Costs to the appellants in cases no 23 and 25 as follows:

(i) Leave to appeal before the Federal Court at RM75,000.00; and

(ii) Main appeal at the Federal Court at RM750,000.00;

Costs to the appellants in cases no 24 and 26 as follows:

(i) Leave to appeal before the Federal Court at RM75,000.00; and

(ii) Main appeal at the Federal Court at RM250,000.00.

Common order for all appeals as follows:

(i) The order of the Court of Appeal on costs of RM100,000.00 is reversed in favour of the appellants;

(ii) Paragraph (vi) of the order of the Court of Appeal is maintained; and

(iii) The order of the High Court on costs of RM800,000.00 is reinstated in favour of the appellants (dated 25 July 2017).

All costs are subject to payment of allocatur fees.

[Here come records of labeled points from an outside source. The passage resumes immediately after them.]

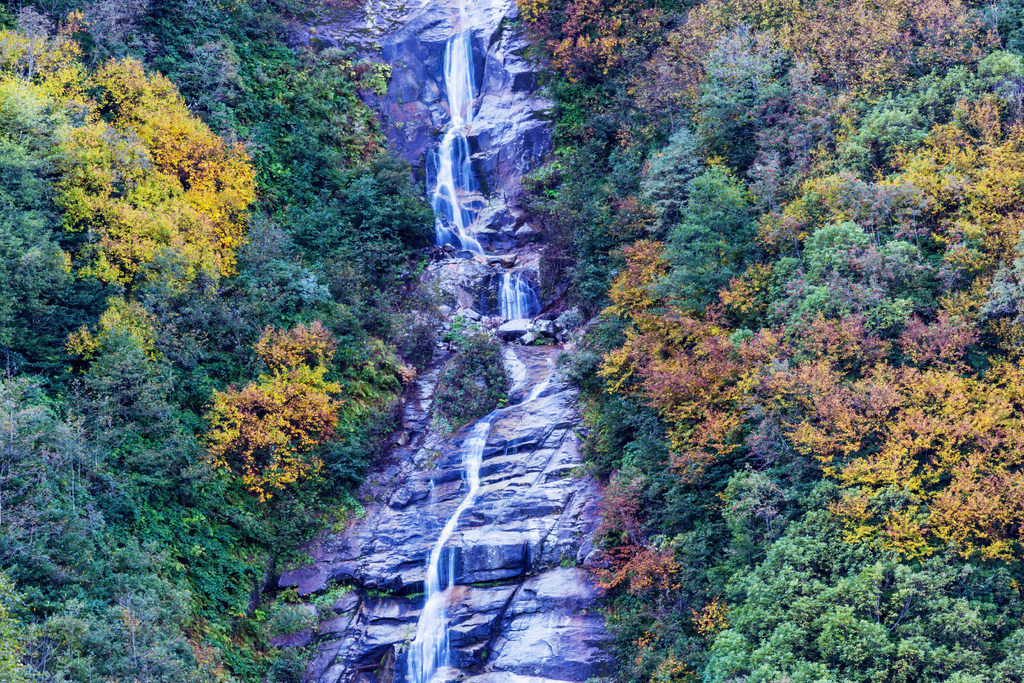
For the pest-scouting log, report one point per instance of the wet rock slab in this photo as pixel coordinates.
(516, 613)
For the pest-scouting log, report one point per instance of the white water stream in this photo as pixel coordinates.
(429, 653)
(451, 172)
(429, 657)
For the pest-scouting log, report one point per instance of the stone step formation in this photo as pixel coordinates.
(472, 559)
(522, 601)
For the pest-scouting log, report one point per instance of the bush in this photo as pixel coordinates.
(472, 384)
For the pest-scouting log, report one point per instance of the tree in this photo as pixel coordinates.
(265, 431)
(12, 633)
(711, 244)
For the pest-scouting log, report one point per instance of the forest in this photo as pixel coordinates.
(795, 229)
(799, 228)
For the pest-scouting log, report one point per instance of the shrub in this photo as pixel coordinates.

[156] As regards the consequential order, we allow the prayers as prayed for, with variation, as follows:

(i) In respect of prayers no 1.2 and 1.3, Henry to execute the same within 14 days from today; and

(ii) In respect of prayer no 1.6, the balance purchase price for the shares transfer due from Gary to Henry is deemed paid by setting off the costs of the main appeal in the sum of RM750,000.00 in favour of Gary against Henry.